Design/methodology/approach
The hedonic model was employed to construct the rental indices. Using the k-means++ and REDCAP (Regionalisation with Dynamically Constrained Agglomerative Clustering and Partitioning) approaches, the authors conducted clustering analysis and identified different market segmentation. The empirical study relied on the database of 80,212 actual rental transactions in Beijing, China, spanning 2016–2018.
Findings
Rental housing market segmentation may distribute across administrative boundaries. Properly segmented indices could provide a better account for the heterogeneity and spatial continuity of rental housing and as well be crucial for effective property management.

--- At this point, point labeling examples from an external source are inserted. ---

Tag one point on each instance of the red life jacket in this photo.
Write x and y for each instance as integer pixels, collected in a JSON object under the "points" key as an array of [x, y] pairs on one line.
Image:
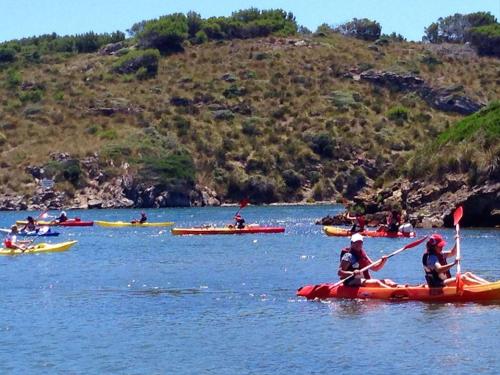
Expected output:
{"points": [[362, 258], [432, 276]]}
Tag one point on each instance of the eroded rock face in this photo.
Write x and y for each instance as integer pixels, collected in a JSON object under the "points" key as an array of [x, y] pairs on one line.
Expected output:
{"points": [[448, 99]]}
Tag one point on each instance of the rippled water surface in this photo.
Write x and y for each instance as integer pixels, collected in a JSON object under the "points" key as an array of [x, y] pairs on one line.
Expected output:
{"points": [[141, 301]]}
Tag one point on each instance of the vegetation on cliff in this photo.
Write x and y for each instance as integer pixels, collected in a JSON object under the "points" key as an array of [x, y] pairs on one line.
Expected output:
{"points": [[243, 104]]}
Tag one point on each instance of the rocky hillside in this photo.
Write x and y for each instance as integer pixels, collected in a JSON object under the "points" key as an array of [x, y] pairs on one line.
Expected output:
{"points": [[276, 119]]}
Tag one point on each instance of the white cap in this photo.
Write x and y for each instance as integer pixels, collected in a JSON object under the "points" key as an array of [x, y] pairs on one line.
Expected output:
{"points": [[356, 237]]}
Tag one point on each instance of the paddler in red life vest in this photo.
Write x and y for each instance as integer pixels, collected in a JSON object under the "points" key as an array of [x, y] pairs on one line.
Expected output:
{"points": [[437, 269], [239, 222], [354, 258], [10, 241], [358, 220]]}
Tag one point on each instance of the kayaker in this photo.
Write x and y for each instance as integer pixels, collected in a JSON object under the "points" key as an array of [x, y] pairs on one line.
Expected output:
{"points": [[437, 269], [30, 226], [239, 222], [11, 242], [142, 219], [358, 220], [354, 258], [62, 217]]}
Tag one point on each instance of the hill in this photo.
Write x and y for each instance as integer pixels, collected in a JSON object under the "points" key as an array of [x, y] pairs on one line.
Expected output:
{"points": [[303, 117]]}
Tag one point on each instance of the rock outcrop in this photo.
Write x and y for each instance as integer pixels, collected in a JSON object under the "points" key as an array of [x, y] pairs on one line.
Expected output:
{"points": [[447, 99]]}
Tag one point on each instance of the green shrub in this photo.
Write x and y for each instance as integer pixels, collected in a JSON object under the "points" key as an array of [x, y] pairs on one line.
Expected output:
{"points": [[13, 78], [133, 61], [398, 114], [7, 55], [165, 34], [486, 39], [174, 170]]}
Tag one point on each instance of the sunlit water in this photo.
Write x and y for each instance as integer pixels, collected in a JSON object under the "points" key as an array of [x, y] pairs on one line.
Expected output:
{"points": [[141, 301]]}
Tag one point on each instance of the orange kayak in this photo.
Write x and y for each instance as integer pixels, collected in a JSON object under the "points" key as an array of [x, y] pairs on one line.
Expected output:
{"points": [[342, 232], [471, 293], [249, 229]]}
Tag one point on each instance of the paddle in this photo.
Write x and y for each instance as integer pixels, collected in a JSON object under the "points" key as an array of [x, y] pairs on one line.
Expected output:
{"points": [[409, 246], [457, 215]]}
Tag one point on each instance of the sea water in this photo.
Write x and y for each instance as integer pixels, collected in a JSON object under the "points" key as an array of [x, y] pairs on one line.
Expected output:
{"points": [[141, 301]]}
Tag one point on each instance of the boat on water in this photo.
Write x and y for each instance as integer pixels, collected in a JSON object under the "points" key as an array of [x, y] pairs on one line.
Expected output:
{"points": [[470, 293], [343, 232], [76, 222], [117, 224], [40, 248], [249, 229]]}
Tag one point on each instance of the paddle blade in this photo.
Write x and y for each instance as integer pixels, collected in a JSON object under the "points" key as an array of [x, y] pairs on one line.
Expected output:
{"points": [[244, 202], [415, 243], [457, 215], [460, 283]]}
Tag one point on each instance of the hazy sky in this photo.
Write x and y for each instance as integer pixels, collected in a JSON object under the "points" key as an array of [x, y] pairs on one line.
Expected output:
{"points": [[22, 18]]}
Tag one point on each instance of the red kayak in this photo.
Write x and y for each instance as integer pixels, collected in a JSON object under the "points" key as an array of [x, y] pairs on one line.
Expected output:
{"points": [[341, 232], [471, 293], [76, 222], [249, 229]]}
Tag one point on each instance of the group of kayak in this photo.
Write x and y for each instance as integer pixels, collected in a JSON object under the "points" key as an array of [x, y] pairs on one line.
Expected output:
{"points": [[32, 227], [356, 281]]}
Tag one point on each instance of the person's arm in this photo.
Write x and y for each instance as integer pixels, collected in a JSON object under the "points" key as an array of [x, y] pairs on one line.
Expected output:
{"points": [[343, 269], [379, 264], [440, 268]]}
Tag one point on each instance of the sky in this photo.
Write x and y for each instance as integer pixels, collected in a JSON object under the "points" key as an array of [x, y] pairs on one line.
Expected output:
{"points": [[23, 18]]}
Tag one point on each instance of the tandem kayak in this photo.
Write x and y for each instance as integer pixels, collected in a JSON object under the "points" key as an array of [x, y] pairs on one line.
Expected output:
{"points": [[342, 232], [38, 233], [129, 224], [249, 229], [40, 248], [471, 293], [68, 223]]}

Research limitations/implications
Residential rent might not only vary over space but also interplays with housing price. It would be worth studying how the rental market functions together with the owner-occupied sector in the future.
Practical implications
Residential rental indices are of great importance for policymakers to be able to evaluate housing policies and for property managers to implement competitive strategies in the rental market. Their constructions largely depend on the analysis of market segmentation, a trade-off between housing spatial heterogeneity and continuity.
Originality/value
This paper fills the gap in knowledge concerning segmented rental indices construction, particularly in China. The spatial constrained clustering approach (REDCAP) was also initially introduced to identify regionalised market segmentation due to its superior performance.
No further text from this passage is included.